It’s always fun for us – booknuts – to run across a book that is little out-of-the-ordinary. When we take in an estate of books, there is always that crossed-finger approach while going through the various boxes, hoping for a treasure.

It happened about fifteen years ago, when we were new on Main Street – before the Rose District was even an idea – when a young couple brought in an oversized box of books that they wanted to sell. The box was big enough that I thought time could be saved if we could just agree on a price for the whole thing.

Their price seemed reasonable, so I paid it. After they left, I began unloading the box – books I had just paid the asking price for, sight unseen. When I had removed a couple of layers, I began to sweat.

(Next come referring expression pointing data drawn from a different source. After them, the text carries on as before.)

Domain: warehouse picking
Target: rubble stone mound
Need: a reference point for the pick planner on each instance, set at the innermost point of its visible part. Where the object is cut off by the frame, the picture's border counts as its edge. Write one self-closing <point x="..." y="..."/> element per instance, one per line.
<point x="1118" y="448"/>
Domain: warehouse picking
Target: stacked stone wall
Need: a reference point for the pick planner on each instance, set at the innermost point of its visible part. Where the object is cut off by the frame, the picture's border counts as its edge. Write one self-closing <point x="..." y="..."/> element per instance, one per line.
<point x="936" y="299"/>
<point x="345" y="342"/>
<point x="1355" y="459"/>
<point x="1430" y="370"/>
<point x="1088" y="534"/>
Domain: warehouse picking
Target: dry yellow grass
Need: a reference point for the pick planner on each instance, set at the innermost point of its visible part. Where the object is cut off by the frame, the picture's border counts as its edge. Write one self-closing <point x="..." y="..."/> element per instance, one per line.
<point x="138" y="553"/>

They were mostly just – well, junk – I hate to say. Money was even tighter in those days, and toward the bottom of the box I was wishing I had just kept my money. Right down to the last layer, where I pulled out a hardback first edition copy of Harper Lee’s, To Kill a Mockingbird.

Talk about joyous relief!

The most recent collection to be rolled into the store had a mixture of titles and genres, and I was pleased to run across an interesting title. Once I took a look inside, I allowed a little grin.

Amelia Earhart, who was lost at sea and died way before her time, has been the source of stories, legends, and rumors, since her plane disappeared. Despite her loss at age 39, she had already made a mark as an author in addition to her many aviation accomplishments. According to a Wikipedia listing:

Earhart was a successful and heavily promoted writer who served as aviation editor for Cosmopolitan magazine from 1928 to 1930. She wrote magazine articles, newspaper columns, and essays, and published two books based upon her experiences as a flyer during her lifetime

One of those titles was The Fun of It, published in 1932, which had nearly gone to press before her transatlantic solo flight of that year. The publisher managed to get an add-in chapter and a front cover acknowledgement of her accomplishment before the book was released.

It isn’t a perfect copy – an ex-library edition that was delisted as surplus at some point – with a black remainder mark on the top. But it still has a scarcity factor that makes up for it. It is a solid copy with an art-copy dustjacket, with the bonus attraction of holding a photographic copy of Ms Earhart’s pilot’s license inside the front cover, complete with signature.

Since her story is one of continued interest and speculation, I’m thinking some aviation fan might enjoy having this scarce 1st Edition copy in their library.

In the meantime, I’m enjoying having it here in the shop!